Compression: Ratio higher, compression higher. Gain reduction... less??

Jonny, can you post the link to the article? I would like to read it to see exactly the math the author is talking about.

Thanks

Here are the quotes:

"Compression – or gain reduction, if you will – is measured in terms of a ratio of input volume to output volume. For example, a compression ratio of 2:1 (pronounced “two to one”) means that for every 2dB a signal rises above the threshold going into the compressor, only 1dB above the threshold will come out. Another way to think of it is to take the number of dBs a signal rises over the threshold on the input and divide that amount by the first figure in the compression ratio setting to get the number of dBs that signal will rise above the threshold after compression.

Let’s say that we have an incoming signal that peaks at 0dB. We have our threshold set to –12dB and our ratio set to 3:1. This means that the incoming signal peaks at 12dB over the set threshold. For every 3 of those 12dB going in, 1dB will come out, meaning that after the 3:1 compression, the signal will now peak at 4dB (12 divided by 3 equals 4) above the threshold, which means that our 0dB peak will now instead peak at –8dB."

(And further on he kinda returns to it...)

In the example we used to describe how gain reduction and compression ratios worked, we used an example that showed that a 0dB peak that went through a compressor set to 3:1 compression at a threshold of –12dB would come out compressed to a peak level of only –8dB, an 8dB reduction in gain.

Take that same example from the above paragraph. Now change the threshold setting from -12dB to –6dB. Now that same 0dB signal is only 6dB above the threshold value. So even though the compression ratio remains the same at 3:1, the compressor now takes those 6dB and divides them by 3 for an output gain of 2dB above threshold.
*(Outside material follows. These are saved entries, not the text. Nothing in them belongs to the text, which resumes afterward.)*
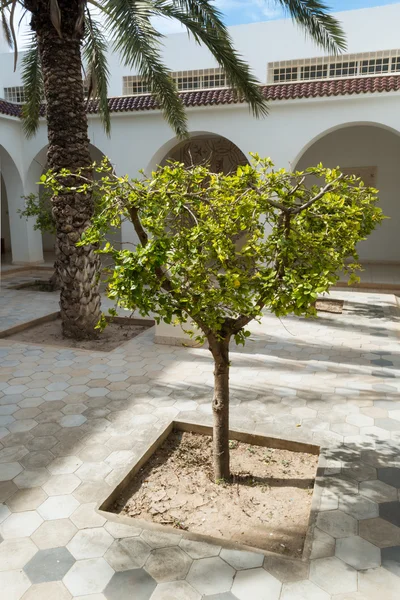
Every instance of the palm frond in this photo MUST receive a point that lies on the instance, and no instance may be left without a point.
(204, 22)
(5, 25)
(139, 46)
(32, 79)
(313, 16)
(95, 57)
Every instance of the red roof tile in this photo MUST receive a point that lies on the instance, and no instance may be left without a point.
(282, 91)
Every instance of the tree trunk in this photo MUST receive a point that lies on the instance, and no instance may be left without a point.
(220, 352)
(77, 267)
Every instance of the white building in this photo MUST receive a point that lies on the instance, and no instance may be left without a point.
(338, 110)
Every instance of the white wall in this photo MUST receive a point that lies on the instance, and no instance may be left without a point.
(367, 30)
(367, 146)
(5, 222)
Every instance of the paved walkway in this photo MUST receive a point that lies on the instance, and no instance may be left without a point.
(71, 421)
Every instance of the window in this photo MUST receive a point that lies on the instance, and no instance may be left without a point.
(200, 79)
(374, 66)
(133, 85)
(343, 69)
(334, 67)
(285, 74)
(314, 72)
(15, 94)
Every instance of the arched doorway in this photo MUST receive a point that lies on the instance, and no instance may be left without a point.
(372, 152)
(221, 154)
(20, 241)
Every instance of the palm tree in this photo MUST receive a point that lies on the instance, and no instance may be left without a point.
(66, 34)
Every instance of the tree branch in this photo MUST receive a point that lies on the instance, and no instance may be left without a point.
(324, 190)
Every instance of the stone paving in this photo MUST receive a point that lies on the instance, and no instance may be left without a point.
(71, 421)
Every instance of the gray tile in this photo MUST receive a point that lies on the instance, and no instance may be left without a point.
(126, 585)
(127, 553)
(333, 575)
(358, 553)
(390, 511)
(391, 559)
(88, 577)
(390, 475)
(49, 565)
(176, 590)
(168, 564)
(380, 533)
(337, 523)
(359, 506)
(239, 559)
(210, 576)
(199, 549)
(223, 596)
(303, 590)
(256, 584)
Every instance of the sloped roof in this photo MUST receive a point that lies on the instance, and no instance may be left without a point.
(282, 91)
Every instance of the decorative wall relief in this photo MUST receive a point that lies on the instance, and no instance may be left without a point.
(222, 155)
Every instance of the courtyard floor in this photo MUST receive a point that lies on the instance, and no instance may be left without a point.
(71, 422)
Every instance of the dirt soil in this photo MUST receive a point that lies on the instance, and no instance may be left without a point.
(329, 305)
(50, 333)
(266, 506)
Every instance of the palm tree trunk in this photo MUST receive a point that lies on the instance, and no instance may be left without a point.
(77, 267)
(220, 405)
This now puts the peak of the compressed signal at –4dB instead of –8dB.

And then further on again he just has me in a mental tangle, where he takes a statement by an audio engineer and shows why when someone says "I compress at 4:1" it means nothing without an idea of the threshold or the dynamic range etc...
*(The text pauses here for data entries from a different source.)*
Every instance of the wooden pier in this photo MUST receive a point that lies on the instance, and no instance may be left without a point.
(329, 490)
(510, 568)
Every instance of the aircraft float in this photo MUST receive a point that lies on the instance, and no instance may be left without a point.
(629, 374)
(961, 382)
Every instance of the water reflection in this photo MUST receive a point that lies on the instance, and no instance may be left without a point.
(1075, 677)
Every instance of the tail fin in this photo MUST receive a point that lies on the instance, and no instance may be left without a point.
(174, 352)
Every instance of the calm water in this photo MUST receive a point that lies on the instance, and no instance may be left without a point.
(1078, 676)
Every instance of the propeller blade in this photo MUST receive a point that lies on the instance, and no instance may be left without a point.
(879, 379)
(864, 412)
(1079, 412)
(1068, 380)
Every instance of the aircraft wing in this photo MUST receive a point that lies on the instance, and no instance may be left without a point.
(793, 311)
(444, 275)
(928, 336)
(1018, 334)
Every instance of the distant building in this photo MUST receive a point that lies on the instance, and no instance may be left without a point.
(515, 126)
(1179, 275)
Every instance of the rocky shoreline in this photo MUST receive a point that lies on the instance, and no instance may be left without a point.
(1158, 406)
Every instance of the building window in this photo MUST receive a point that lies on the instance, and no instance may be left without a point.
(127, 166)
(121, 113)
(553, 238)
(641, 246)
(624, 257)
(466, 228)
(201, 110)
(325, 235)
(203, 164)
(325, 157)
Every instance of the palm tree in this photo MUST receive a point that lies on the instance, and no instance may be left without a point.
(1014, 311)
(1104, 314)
“Vocal: a good starting place for a lead vocal is 4:1 ratio, medium attack and release, and a threshold set for about 4 to 6 dB of gain reduction.”
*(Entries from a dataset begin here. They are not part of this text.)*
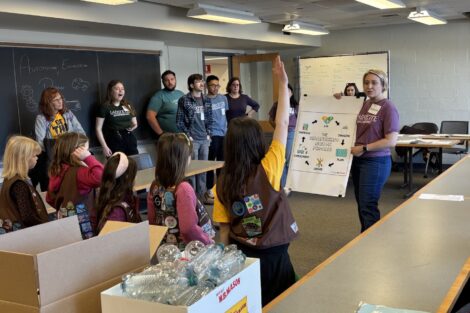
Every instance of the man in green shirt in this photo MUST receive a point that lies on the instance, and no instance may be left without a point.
(161, 111)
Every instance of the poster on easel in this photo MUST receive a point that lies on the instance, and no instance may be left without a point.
(321, 154)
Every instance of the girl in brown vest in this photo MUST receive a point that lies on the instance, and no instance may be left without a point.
(116, 201)
(20, 204)
(74, 176)
(250, 207)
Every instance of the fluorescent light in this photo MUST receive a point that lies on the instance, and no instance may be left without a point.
(306, 29)
(112, 2)
(384, 4)
(213, 13)
(426, 17)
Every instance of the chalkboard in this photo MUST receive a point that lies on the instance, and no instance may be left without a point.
(323, 76)
(81, 76)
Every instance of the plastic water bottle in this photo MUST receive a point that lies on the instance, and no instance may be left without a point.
(193, 248)
(168, 253)
(84, 221)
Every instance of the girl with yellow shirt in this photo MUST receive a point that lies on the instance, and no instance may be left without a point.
(250, 208)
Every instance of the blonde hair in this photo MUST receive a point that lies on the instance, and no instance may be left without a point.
(381, 75)
(18, 151)
(63, 151)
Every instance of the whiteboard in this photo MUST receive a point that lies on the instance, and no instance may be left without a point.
(324, 76)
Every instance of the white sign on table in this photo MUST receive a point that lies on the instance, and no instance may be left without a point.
(321, 154)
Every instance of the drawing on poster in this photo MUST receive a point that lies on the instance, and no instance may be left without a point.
(325, 141)
(321, 157)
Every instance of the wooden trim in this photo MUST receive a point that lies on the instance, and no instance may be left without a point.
(454, 292)
(101, 49)
(348, 246)
(250, 58)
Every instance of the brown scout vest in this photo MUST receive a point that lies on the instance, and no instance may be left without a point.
(132, 215)
(8, 209)
(68, 192)
(262, 219)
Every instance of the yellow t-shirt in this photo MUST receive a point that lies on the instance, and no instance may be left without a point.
(273, 165)
(57, 126)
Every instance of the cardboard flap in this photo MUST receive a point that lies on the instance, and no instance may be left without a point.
(43, 237)
(156, 233)
(75, 267)
(19, 282)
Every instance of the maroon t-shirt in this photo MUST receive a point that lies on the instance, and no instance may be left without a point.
(374, 121)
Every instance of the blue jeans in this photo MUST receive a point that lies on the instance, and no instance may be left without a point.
(289, 143)
(369, 176)
(200, 152)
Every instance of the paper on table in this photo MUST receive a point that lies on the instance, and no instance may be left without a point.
(430, 196)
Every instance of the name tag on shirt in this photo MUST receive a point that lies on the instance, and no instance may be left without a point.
(374, 109)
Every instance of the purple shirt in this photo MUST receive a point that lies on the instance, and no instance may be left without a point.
(374, 121)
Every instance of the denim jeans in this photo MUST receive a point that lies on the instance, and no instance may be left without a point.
(289, 143)
(200, 152)
(369, 176)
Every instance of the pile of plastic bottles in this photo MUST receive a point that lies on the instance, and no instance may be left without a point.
(182, 278)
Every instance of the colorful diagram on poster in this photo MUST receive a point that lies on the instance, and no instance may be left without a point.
(321, 159)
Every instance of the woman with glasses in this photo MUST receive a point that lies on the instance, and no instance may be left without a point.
(239, 104)
(53, 120)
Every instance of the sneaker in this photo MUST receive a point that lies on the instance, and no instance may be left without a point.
(207, 199)
(210, 194)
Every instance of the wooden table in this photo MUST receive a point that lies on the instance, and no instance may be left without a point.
(413, 141)
(144, 178)
(409, 259)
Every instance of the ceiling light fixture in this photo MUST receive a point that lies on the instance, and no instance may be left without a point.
(213, 13)
(426, 17)
(384, 4)
(111, 2)
(304, 28)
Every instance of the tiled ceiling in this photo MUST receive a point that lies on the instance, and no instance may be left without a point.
(333, 14)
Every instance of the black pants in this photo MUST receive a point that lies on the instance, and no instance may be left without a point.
(39, 174)
(121, 140)
(277, 272)
(216, 152)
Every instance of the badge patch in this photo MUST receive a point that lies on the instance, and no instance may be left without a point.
(253, 203)
(252, 226)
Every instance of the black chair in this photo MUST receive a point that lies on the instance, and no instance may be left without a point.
(454, 128)
(428, 155)
(422, 128)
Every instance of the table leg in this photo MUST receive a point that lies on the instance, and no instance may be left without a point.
(405, 170)
(440, 160)
(411, 191)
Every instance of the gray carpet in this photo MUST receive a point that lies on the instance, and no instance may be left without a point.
(326, 223)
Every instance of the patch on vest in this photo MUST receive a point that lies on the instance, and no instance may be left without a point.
(253, 203)
(252, 226)
(238, 208)
(294, 227)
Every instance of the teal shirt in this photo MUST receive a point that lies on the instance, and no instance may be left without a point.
(165, 103)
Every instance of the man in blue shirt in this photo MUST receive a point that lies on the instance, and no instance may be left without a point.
(161, 111)
(219, 129)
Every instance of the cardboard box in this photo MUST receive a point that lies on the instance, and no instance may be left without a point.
(241, 293)
(156, 233)
(49, 268)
The engineer here is assuming that there actually is 4 to 6dB of reduction to be had from the vocal signal, and that 4 to 6 dB is the right amount for that particular vocal signal. He is making assumptions on the levels and dynamic range of the vocal signal. There can be much more or less, depending on the quality of the tracking.

The properties of an average input signal from most of us can vary greatly from those that the pro mixing engineer is used to dealing with. These properties have an important effect on the math as well. Let’s go back to the original compressor settings of 3:1 compression with a threshold of –12dB. But let’s say that the input signal peaks at –3dB instead of 0dB. Now the peak rises only 9dB above the threshold. After compression, the output signal will peak at –9dB and not the –8dB of the original example. Now, 1dB difference may not seem like much, but look at it in terms of the difference in overall dynamic change. In the original example, the peak was compressed from 0dB to –8dB, an 8dB difference. In the second example the peak was compressed from –3dB to –9dB, a 6dB difference. There is a difference of 2dB in the amount of overall dynamic compression between the two. This 2dB can be very significant in the average (RMS) volume of the signal – especially when you start summing tracks together – and therefore they make just as significant of a difference in the perceived loudness of the recording.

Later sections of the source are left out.